Fossil fuel producers like Qatar, the United Arab Emirates and the Netherlands have invested heavily in producing low-carbon fuels such as hydrogen, which produces no carbon dioxide when ignited. While most hydrogen on the market today is made using gas or coal, machines called electrolysers can split the world’s most abundant element from its paired oxygen atom in water to make H2. If those electrolysers are powered with solar, wind or nuclear energy, then the hydrogen produced is more or less carbon-free.
“Getting ahead of the curve would be great, so when this market materializes … we already have the processes in place to take advantage of it,” said Joshua Rhodes, an energy research scientist at the University of Texas at Austin. “Right now, it doesn’t seem like the Railroad Commission is that interested in hydrogen, so that can create regulatory uncertainty, which can drive up the cost.”
Even on carbon capture and storage — the as-yet-unscaled technology oil and gas companies say will allow them to filter planet-heating pollution from their smokestacks — Texas is behind other major fossil-fuel-producing states. Permitting wells to inject captured CO2 for permanent storage takes years. While states such as North Dakota and Wyoming already won approval from the U.S. Environmental Protection Agency to carry out their own permitting without additional federal oversight, Texas only started seriously pushing its application for regulatory “primacy” earlier this year.

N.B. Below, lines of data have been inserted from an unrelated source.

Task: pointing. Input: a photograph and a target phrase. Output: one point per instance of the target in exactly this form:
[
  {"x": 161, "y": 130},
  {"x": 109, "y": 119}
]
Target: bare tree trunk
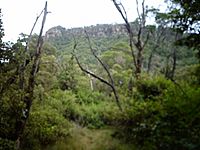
[
  {"x": 137, "y": 42},
  {"x": 174, "y": 64},
  {"x": 91, "y": 81},
  {"x": 110, "y": 83},
  {"x": 28, "y": 99},
  {"x": 149, "y": 62}
]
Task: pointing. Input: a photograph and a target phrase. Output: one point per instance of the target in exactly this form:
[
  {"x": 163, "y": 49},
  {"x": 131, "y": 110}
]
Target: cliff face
[{"x": 103, "y": 30}]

“I’m running against a mid-70s career politician who thinks it’s still 1980, and who used the grid failure as an opportunity to advance his political allies and criticize renewables. He’s anti-technology and anti-growth and anti-progress,” Warford said. “That tends to resonate with people.”
“Texans take care of each other and look out for each other, and our elected officials were doing the exact opposite in our time of crisis.”
– Warford
Warford came to Texas seeking some stability. Near the end of his jet-setting 20s, both of his parents died. Hoping to settle down, he followed friends to Austin and fell in love with a fifth-generation Texan. He wants to raise kids with her.
But February last year was a wake-up call. They lost power for three days, and the temperature inside their Austin apartment fell to 38 degrees Fahrenheit. They ran out of food and had no running water. Yet they spent the storm driving around in Warford’s all-wheel-drive vehicle, trying to deliver food to those in more dire straits.
“Texans take care of each other and look out for each other, and our elected officials were doing the exact opposite in our time of crisis. That’s the thing that pissed me off so much,” Warford said.
“I know what it’s like to lose someone unnecessarily and to be robbed of good years with people, and you have all these people grieving unnecessary losses,” he said. “The decision to run wasn’t too much more complicated than, do I want to spend the next year of my life prosecuting this case of the absolutely egregious, fucked-up corruption and failure?”